>> Brooks Barnes, The New York Times
Published: 2021-04-05 12:13:40 BdST
“Godzilla vs. Kong,” a throwback monster movie in which a lizard with atomic breath battles a computer-generated ape on top of an aircraft carrier (before everyone decamps to the hollow centre of Earth), took in an estimated $48.5 million at 3,064 North American cinemas between Wednesday and Sunday. It was the largest turnout (by far) for a movie since the pandemic began.
The PG-13 movie was not even an exclusive offering to theatres. “Godzilla vs. Kong,” produced by Legendary Entertainment, was also available on HBO Max, a streaming service that sells monthly subscriptions for $15, less than the cost of one adult ticket at cinemas in major cities.
“People seem ready for emotional release, to experience that human connectivity — laughing together, getting scared together — and complete transportation that only movie theatres can provide,” Mary Parent, Legendary’s vice chairman and head of worldwide production, said in a phone interview.
Overseas, “Godzilla vs. Kong” collected $236.9 million, including a strong $136 million in China, a market that has lately preferred local movies over imported ones. The movie has not yet opened in other major markets, such as Japan and Brazil.

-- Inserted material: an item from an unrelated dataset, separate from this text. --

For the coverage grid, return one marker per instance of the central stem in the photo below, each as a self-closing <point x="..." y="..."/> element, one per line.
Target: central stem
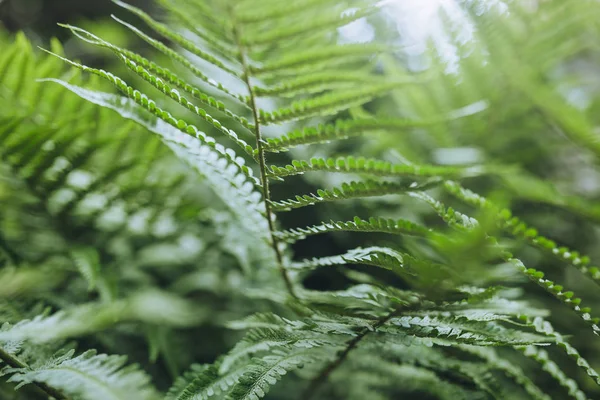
<point x="261" y="154"/>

Some box office analysts were reluctant to declare a recovery for Hollywood, noting that coronavirus cases have been rising again in the United States and that parts of Europe have returned to lockdown. David Gross, who runs Franchise Entertainment Research, a film consultancy, said the turnout between Friday and Sunday — while a “clear and positive indication that moviegoing has inherent strengths that aren’t going away” — was nonetheless “half of what it would have been under normal circumstances.”
About 93% of theatres in the United States have been cleared to open, but government guidelines limit capacity to 50% and, in some big cities, 25%. The majority of theatres in Canada remain closed.